Has it always been safe for locals and visitors in Japan?
Seen from the foreign students in Japan-Japanese social phenomena from a global perspective-
Updated on Oct 14 2015
Q.I think Japan is very safe for locals and visitors alike. Has it always been this way?
A.Japan’s public safety improved from the Edo period
During the Edo period (1603-1867), the population of the capital Edo (now Tokyo) exceeded 1 million in the 18th century. Half of its residents were members of the samurai and religious communities and the other half comprised common people, called “chomin” or townspeople. Edo had two “machi-bugyosho,” or offices with the functions of both police and courts, who were responsible for the affairs of the townspeople. Each office’s staff included a team of 25 mounted senior officers, known as “yoriki,” and 140 “doshin” officers, subordinate to “yoriki” and introduced in Edo period. This means that Edo’s overall police force was quite small – just over 300 officers covering the entire capital with a population of 500,000 common residents. Today, the Metropolitan Police Department has 43,000 officers. Edo is known to have had high levels of public safety for two reasons. First, Japan’s early modern society came into being after decades of feudal wars. This does not mean that warlords agreed to simply set up a coalition government after a spate of battles.
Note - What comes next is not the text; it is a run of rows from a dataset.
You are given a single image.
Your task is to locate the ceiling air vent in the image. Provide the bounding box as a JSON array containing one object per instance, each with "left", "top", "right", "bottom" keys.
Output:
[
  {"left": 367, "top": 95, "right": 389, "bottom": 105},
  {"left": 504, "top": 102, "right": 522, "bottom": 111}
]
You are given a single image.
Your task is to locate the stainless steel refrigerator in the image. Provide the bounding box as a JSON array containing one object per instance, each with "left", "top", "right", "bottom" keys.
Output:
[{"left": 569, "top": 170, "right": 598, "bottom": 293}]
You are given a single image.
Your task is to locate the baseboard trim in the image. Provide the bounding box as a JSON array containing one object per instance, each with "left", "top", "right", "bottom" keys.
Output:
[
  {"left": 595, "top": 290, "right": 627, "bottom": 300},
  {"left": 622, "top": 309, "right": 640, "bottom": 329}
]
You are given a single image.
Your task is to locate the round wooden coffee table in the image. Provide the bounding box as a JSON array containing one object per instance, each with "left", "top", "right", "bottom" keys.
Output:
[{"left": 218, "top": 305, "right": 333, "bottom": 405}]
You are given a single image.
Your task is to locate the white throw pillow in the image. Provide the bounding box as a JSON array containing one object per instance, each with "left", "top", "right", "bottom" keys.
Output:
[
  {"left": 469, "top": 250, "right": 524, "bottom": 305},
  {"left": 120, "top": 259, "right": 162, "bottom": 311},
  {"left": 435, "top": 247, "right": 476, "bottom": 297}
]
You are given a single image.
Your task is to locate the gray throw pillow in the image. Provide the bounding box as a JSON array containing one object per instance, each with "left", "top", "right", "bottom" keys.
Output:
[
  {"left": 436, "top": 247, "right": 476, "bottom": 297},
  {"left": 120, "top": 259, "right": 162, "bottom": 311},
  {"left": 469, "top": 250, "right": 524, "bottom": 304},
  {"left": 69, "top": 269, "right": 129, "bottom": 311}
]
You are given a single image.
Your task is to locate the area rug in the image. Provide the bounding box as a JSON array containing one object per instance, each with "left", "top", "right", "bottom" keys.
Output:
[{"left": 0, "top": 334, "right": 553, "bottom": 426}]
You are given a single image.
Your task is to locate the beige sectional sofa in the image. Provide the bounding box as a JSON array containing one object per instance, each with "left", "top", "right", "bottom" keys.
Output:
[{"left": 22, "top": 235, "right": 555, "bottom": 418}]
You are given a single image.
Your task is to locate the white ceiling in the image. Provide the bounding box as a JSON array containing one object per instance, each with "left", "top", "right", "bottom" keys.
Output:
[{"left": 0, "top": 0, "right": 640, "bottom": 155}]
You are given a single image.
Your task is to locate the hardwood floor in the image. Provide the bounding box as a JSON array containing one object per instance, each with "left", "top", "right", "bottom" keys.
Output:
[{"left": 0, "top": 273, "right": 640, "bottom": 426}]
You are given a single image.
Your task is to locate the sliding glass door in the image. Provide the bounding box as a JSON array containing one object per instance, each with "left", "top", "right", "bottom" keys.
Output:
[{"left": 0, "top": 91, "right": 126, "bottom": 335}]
Rather, the new society emerged only when the use of force as a means of settling disputes was forbidden, a development that reflected the wish for peace among those who had suffered the hardships of war. As such, there was a consensus in Japanese society of the early modern age that violence was evil. The second reason for high levels of public safety during the Edo period was the presence of autonomous communities in towns and villages. In Edo, each town had a gate at the entrance – a checkpoint manned by “kidoban” or “jishinban” guards. The gates were closed at night. Further, fires broke out frequently in Edo, where townspeople lived in wooden houses. To combat major fires, the shogunate institutionalized “machibikeshi” (town or civilian firefighter) corps in Edo. Their presence also greatly contributed to the maintenance of public safety in the capital.